Reception then vs. now

Contemporary reviews tend to praise the show’s velocity and communal pulse, but the longer-term conversation is about what the lyrics smuggle into a fairy-tale frame: colorism, class violence, and the moral comfort people demand from tragedy. In the 2017 revival discourse, critics repeatedly framed the piece as “joyful” while also acknowledging that the joy is a communal strategy, not naïveté. The show’s endurance is partly practical, yes, but also philosophical: it lets audiences feel warmed, then asks them to notice who the warmth excludes.

“An uplifting revival … a lush and lovely … musical fable.”
“A joyful hymn to community and resilience.”
“Drumming its story forward … to a steady throb of pop-Caribbean beats.”

Quick facts

  • Title: Once On This Island
  • Year: 1990
  • Type: One-act musical fable
  • Book & Lyrics: Lynn Ahrens
  • Music: Stephen Flaherty
  • Based on: “My Love, My Love; or, The Peasant Girl” (Rosa Guy)
  • Original Broadway opening: Booth Theatre (1990)
  • Musical vocabulary: Caribbean-influenced contemporary musical theatre with percussion-driven dance sequences
  • Selected notable placements: “We Dance” storm prologue; “Pray” storm journey sequence; “The Ball” hotel society rite; “Why We Tell the Story” transformation finale
  • Original cast album: Once On This Island (Original Broadway Cast Recording)
  • Album release context: Released 1990; widely cited release date October 9, 1990; recording sessions documented as July 1990 in New York City
  • New Broadway cast album: 2018 recording released February 23, 2018 (Broadway Records)
  • Availability: Major streaming and digital platforms list the 1990 and 2018 recordings

Frequently asked questions

Is "Once On This Island" really one act?
Yes.
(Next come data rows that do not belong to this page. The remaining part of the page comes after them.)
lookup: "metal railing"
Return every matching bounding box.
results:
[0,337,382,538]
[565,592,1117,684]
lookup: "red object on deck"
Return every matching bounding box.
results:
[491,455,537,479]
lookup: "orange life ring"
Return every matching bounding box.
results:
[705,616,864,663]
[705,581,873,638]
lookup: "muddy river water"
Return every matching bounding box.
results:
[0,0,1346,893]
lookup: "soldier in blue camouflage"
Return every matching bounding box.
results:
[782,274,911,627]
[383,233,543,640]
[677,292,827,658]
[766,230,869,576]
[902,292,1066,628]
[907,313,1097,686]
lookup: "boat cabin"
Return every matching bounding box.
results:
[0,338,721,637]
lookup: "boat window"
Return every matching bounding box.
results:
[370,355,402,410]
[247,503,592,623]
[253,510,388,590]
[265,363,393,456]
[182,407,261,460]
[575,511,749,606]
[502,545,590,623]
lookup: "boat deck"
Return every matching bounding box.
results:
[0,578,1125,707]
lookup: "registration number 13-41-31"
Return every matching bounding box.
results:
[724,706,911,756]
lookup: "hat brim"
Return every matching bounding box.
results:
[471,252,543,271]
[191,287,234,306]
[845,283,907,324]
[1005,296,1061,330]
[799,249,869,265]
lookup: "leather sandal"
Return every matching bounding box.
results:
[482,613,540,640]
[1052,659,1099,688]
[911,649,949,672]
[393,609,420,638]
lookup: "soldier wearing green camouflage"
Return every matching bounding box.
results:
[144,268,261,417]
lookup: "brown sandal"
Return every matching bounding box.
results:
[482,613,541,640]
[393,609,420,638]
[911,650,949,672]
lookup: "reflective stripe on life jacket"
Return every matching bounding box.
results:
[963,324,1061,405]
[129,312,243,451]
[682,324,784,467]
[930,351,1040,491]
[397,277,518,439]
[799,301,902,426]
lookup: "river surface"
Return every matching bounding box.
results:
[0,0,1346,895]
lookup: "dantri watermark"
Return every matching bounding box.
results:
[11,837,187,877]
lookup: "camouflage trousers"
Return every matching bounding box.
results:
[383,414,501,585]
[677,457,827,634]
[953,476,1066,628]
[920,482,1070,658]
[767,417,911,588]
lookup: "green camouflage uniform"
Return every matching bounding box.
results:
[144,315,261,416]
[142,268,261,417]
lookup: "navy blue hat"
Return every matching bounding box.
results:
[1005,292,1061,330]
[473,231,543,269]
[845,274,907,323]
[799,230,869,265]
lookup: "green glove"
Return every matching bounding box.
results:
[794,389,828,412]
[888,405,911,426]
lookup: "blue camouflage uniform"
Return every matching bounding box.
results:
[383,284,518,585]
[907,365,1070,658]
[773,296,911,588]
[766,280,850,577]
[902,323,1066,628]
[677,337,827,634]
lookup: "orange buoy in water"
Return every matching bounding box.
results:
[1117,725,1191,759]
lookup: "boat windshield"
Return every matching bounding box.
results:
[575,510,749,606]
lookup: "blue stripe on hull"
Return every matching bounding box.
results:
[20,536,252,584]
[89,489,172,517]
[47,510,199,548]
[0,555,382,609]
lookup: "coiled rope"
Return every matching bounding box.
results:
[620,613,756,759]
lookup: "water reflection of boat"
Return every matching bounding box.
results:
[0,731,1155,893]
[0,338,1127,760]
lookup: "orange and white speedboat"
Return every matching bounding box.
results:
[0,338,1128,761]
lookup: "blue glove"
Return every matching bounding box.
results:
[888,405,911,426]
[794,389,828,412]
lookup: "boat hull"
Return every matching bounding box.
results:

Most productions run it as a single, continuous act, which is why the lyrics and rhythm have to do narrative work fast.
What do the gods represent in the lyric-writing?
They are forces and arguments: love, death, water, earth. The lyrics let them speak like a chorus, turning human fate into a debate you can sing along to.
Which cast recording should I start with: 1990 or 2018?
Start with 1990 for the original storytelling shape, then switch to 2018 if you want cleaner thematic layering and modern orchestral bite.
Why does the ending become a tree?
The lyric turns grief into permanence. Ti Moune becomes part of the island’s landscape, so the community has a living landmark for the story they keep retelling.
Is there a movie version?
Not yet as a released film. Disney+ has publicly developed a film adaptation, but no verified release date has been announced.

Key contributors

Name Role Contribution
Lynn Ahrens Book / Lyricist Wrote the narrative frame and lyrics that fuse fairy-tale clarity with class critique.
Stephen Flaherty Composer Built a percussion-driven score that treats rhythm as plot propulsion.
Rosa Guy Source author Wrote the novel “My Love, My Love,” the story foundation for the stage work.
Graciela Daniele Original director / choreographer Established the show’s fluid stage-picture language and story-forward dance logic.
Michael Arden 2017 Broadway revival director Reframed the piece for modern audiences and critical reappraisal.
Camille A. Brown 2017 Broadway revival choreographer Clarified hierarchy and community through movement vocabulary and spacing.
Michael Starobin Orchestrator Helped define the sound world in recordings and later revisions; returned for updated work.
AnnMarie Milazzo Co-orchestrator (2018 cast album) Helped shape the 2018 recording’s texture and pacing for contemporary ears.
Jocelyn Bioh Screenwriter (film adaptation, announced) Attached to adapt the musical for a Disney+ film project in development.
Wanuri Kahiu Director (film adaptation, announced) Attached to direct the Disney+ film project in development.

Sources: Music Theatre International; IBDB; Ahrens & Flaherty official site; Masterworks Broadway; Discogs; Apple Music; AllMusic; Playbill; Variety; The Hollywood Reporter; Time Out New York; What’s On Stage; LW Theatres; regional theatre production pages.